# Will drive from HDVR2 work in a DSR7000?



## marklyn (Jan 21, 2002)

If I move my drive and my card from my dying HDVR2 to a DSR7000 and run the 51killer.tcl will that work? I seem to remember reading that the series 2 boxes were identical on the inside but different on the outside.

Would I basically be able to resurrect my DTivo in a new body like re-incarnation or can I expect problems?

My current drive is superpatched.


----------



## Gunnyman (Jul 10, 2003)

will work fine


----------



## bengalfreak (Oct 20, 2002)

Gunnyman said:


> will work fine


Will he be able to keep his recordings?


----------



## Gunnyman (Jul 10, 2003)

yes
if superpatched he will.


----------



## bengalfreak (Oct 20, 2002)

Awesome, so now all you have to do is copy the drive, install in a new DTivo and then run 51killer? Assuming the original drive is superpatched.


----------



## marklyn (Jan 21, 2002)

bengalfreak said:


> Awesome, so now all you have to do is copy the drive, install in a new DTivo and then run 51killer? Assuming the original drive is superpatched.


In my case I plan on pulling my drive from the HDVR2 and putting it directly into the new unit, running 51killer and, from what I understand, that's it.


----------



## ssstivo (Jan 8, 2004)

marklyn said:


> In my case I plan on pulling my drive from the HDVR2 and putting it directly into the new unit, running 51killer and, from what I understand, that's it.


What are the symptoms of your "dying" HDVR2? If the problem is drive related you should copy your drive onto a new one. In that case you won't need to move it to the other unit. 
Also you'll need to contact directv to get the other unit actiavted. Just moving the card to the other unit will not get it activated.


----------



## marklyn (Jan 21, 2002)

ssstivo said:


> What are the symptoms of your "dying" HDVR2? If the problem is drive related you should copy your drive onto a new one. In that case you won't need to move it to the other unit.
> Also you'll need to contact directv to get the other unit actiavted. Just moving the card to the other unit will not get it activated.

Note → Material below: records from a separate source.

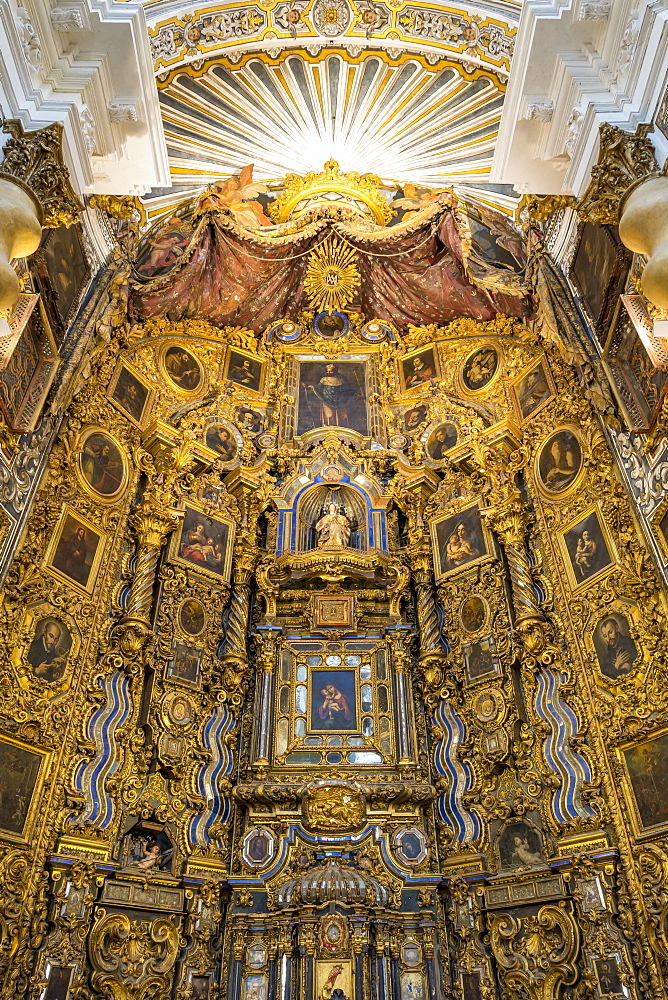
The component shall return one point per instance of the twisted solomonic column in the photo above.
(235, 651)
(152, 522)
(431, 656)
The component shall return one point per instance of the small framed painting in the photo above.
(533, 390)
(459, 541)
(184, 664)
(102, 465)
(333, 701)
(480, 368)
(646, 764)
(204, 543)
(130, 393)
(244, 370)
(418, 369)
(75, 550)
(559, 463)
(588, 550)
(182, 368)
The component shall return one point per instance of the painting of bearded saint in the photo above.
(333, 703)
(333, 529)
(332, 395)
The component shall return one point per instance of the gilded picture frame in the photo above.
(44, 661)
(479, 359)
(19, 805)
(584, 569)
(549, 465)
(192, 548)
(92, 465)
(643, 763)
(613, 639)
(181, 368)
(532, 390)
(131, 395)
(418, 368)
(475, 535)
(245, 370)
(659, 526)
(56, 557)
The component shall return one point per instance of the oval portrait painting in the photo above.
(559, 462)
(441, 441)
(220, 438)
(102, 466)
(183, 368)
(192, 616)
(480, 368)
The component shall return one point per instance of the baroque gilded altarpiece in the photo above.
(334, 662)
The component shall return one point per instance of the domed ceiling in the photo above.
(411, 92)
(398, 118)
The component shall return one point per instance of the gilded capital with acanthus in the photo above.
(152, 525)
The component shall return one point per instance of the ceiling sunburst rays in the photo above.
(399, 118)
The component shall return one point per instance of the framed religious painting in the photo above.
(244, 370)
(102, 465)
(414, 418)
(130, 393)
(659, 525)
(587, 549)
(598, 273)
(332, 394)
(223, 437)
(191, 617)
(60, 273)
(22, 767)
(480, 660)
(418, 369)
(184, 665)
(639, 376)
(480, 369)
(204, 543)
(532, 390)
(441, 439)
(613, 636)
(559, 463)
(608, 973)
(459, 541)
(58, 980)
(75, 550)
(27, 377)
(49, 641)
(646, 764)
(182, 368)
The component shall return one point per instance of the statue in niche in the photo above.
(333, 529)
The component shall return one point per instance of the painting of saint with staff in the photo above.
(332, 394)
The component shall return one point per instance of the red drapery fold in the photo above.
(234, 277)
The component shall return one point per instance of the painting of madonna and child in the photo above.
(332, 395)
(333, 700)
(458, 540)
(204, 543)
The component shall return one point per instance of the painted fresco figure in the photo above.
(335, 395)
(333, 529)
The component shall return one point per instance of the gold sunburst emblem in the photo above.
(332, 277)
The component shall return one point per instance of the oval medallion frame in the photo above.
(84, 437)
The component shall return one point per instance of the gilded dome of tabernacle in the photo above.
(334, 882)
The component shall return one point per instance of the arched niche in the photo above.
(350, 502)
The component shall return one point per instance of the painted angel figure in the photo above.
(415, 200)
(232, 195)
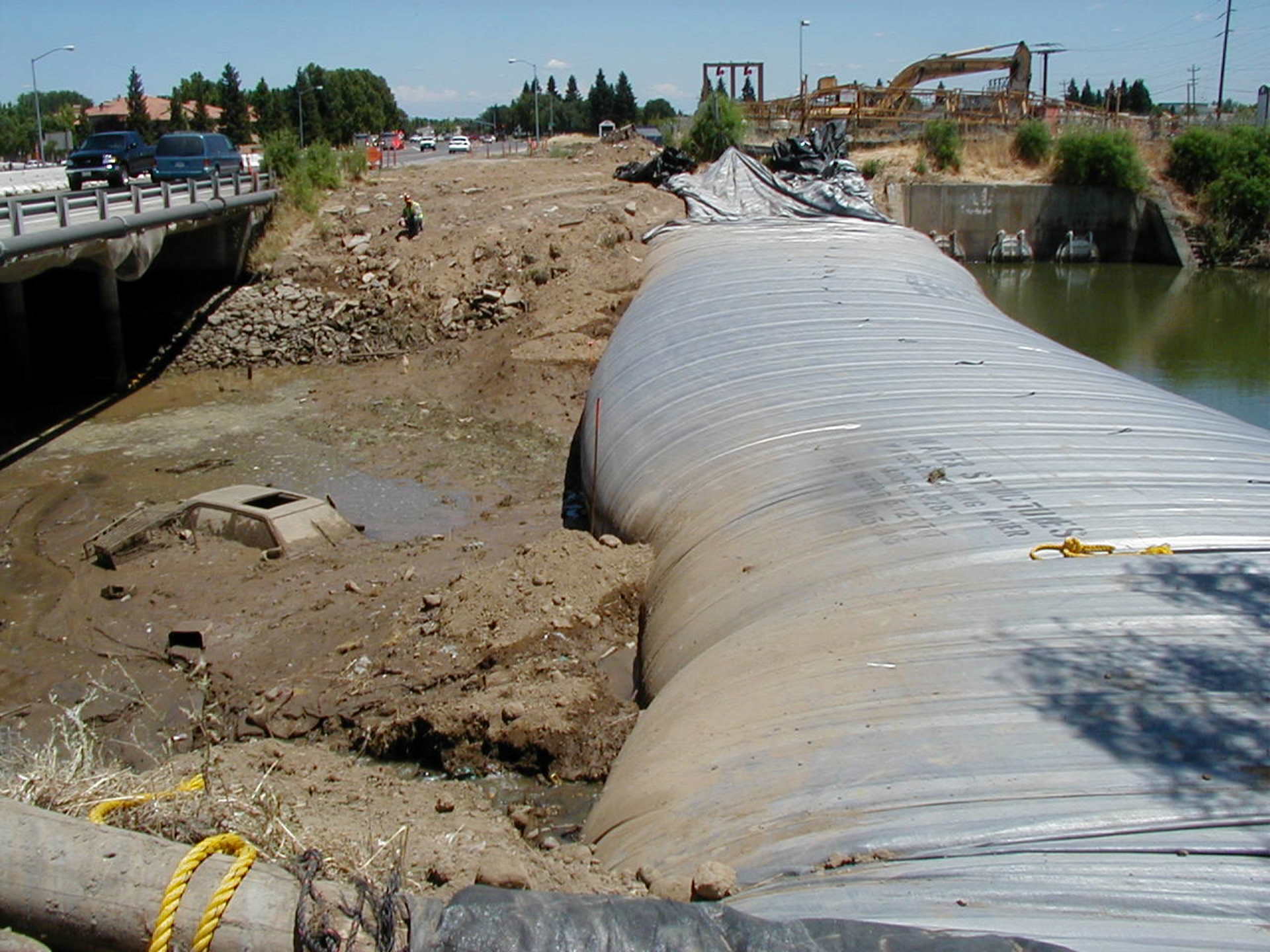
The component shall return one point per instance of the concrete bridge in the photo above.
(192, 226)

My tuner 2 has been pixelating really bad for months, and getting worse by the week. It started several months ago and I didn't pay much attention to it because it was infrequent and very little pixelation and seemed to only occur on 1-2 channels. Now, it's much more frequent, on many more channels and occasionally so bad you can't possibly watch tv on that tuner.

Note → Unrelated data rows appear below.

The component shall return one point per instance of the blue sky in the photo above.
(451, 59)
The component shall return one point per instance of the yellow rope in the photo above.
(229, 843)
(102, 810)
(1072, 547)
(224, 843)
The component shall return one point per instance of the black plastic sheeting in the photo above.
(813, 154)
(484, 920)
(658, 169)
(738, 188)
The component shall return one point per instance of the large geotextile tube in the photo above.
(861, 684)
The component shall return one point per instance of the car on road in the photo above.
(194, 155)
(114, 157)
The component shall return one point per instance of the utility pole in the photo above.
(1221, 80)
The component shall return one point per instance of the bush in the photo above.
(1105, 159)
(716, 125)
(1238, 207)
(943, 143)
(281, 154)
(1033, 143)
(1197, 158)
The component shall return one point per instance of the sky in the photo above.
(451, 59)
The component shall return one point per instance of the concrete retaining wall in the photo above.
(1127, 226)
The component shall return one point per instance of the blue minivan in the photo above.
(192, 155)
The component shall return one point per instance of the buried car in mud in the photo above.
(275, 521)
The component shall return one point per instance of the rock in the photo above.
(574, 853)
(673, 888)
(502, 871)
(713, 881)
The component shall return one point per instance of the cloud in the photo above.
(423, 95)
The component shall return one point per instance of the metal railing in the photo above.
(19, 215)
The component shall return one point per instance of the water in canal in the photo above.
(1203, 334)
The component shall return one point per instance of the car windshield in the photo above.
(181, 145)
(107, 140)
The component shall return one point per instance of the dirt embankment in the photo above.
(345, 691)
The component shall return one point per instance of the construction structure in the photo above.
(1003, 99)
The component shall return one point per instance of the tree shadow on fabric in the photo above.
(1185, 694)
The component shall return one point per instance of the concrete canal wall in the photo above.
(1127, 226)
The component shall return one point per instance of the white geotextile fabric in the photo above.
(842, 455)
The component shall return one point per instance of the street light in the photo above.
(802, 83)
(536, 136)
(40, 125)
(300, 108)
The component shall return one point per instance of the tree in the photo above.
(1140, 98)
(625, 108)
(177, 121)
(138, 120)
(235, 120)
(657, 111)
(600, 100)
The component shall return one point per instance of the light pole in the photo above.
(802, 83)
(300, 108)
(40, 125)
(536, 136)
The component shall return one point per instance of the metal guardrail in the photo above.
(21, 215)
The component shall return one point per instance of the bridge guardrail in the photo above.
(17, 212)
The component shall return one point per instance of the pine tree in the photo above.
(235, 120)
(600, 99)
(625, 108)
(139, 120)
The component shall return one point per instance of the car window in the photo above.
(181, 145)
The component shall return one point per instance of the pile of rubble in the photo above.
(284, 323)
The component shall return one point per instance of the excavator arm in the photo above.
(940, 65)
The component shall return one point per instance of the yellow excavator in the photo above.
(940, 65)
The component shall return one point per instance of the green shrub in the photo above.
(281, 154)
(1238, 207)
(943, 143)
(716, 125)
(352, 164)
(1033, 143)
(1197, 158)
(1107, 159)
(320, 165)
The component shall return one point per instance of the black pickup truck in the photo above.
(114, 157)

I can use the other tuner for the same channel (or check my other HDVR's in the house) and everything is fine.

That being said, is why I am proclaiming it 'dying'.

From what I understand written in prior posts on this subject I can switch out the drive to the new unit.


----------



## willardcpa (Feb 23, 2001)

marklyn said:


> My tuner 2 has been pixelating really bad for months, and getting worse by the week. It started several months ago and I didn't pay much attention to it because it was infrequent and very little pixelation and seemed to only occur on 1-2 channels. Now, it's much more frequent, on many more channels and occasionally so bad you can't possibly watch tv on that tuner.
> 
> I can use the other tuner for the same channel (or check my other HDVR's in the house) and everything is fine.
> 
> ...


Have you switched cables on the inputs yet, just to ascertain for sure that its the tuner and not a cabling issue?


----------



## marklyn (Jan 21, 2002)

willardcpa said:


> Have you switched cables on the inputs yet, just to ascertain for sure that its the tuner and not a cabling issue?

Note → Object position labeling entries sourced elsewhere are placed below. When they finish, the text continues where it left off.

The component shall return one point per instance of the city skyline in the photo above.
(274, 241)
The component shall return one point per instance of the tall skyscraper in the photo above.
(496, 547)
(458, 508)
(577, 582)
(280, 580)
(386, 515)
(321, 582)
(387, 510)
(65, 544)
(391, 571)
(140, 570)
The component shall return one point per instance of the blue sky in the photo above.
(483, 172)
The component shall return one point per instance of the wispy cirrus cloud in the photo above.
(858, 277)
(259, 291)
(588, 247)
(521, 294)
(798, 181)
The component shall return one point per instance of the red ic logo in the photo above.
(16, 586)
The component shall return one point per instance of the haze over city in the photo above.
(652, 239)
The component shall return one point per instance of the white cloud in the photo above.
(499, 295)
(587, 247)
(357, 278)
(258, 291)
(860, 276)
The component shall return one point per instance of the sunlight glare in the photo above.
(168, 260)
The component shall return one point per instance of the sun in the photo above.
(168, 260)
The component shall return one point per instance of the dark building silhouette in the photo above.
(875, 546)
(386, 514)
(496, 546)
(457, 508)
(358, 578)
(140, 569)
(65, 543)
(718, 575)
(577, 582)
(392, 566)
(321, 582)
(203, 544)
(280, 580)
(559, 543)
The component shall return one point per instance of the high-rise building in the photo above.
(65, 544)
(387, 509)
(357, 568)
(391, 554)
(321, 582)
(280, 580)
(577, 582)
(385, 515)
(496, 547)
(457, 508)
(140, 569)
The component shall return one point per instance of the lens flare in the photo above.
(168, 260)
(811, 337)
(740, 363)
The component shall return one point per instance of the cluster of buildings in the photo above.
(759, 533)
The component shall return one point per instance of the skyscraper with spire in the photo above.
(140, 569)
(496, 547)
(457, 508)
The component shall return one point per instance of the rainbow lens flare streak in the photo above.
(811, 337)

Yep, did that too. Even replaced the multiswitch at the beginning of my problem with a new one. I did post the problem in this same forum and listed all the things I tried so, based on feedback, I believe the 2nd tuner really is going south.


----------



## dvrdrvr (Jan 25, 2006)

marklyn said:


> My tuner 2 has been pixelating really bad for months, and getting worse by the week. It started several months ago and I didn't pay much attention to it because it was infrequent and very little pixelation and seemed to only occur on 1-2 channels. Now, it's much more frequent, on many more channels and occasionally so bad you can't possibly watch tv on that tuner.
> 
> I can use the other tuner for the same channel (or check my other HDVR's in the house) and everything is fine.
> 
> ...


That definitely sounds like the unit. I had a motherboard go bad on one and moved the drive to a new unit, but like ssstivo said, I had to call directv and activate the new unit. It was not just a matter of swapping the drive and running 51killer.


----------



## Arcady (Oct 14, 2004)

I have a question for anyone who has moved a drive from one model to another. After the move, does the model number change in the System Information? Or does it still show the model from the original unit?


----------



## bengalfreak (Oct 20, 2002)

Arcady said:


> I have a question for anyone who has moved a drive from one model to another. After the move, does the model number change in the System Information? Or does it still show the model from the original unit?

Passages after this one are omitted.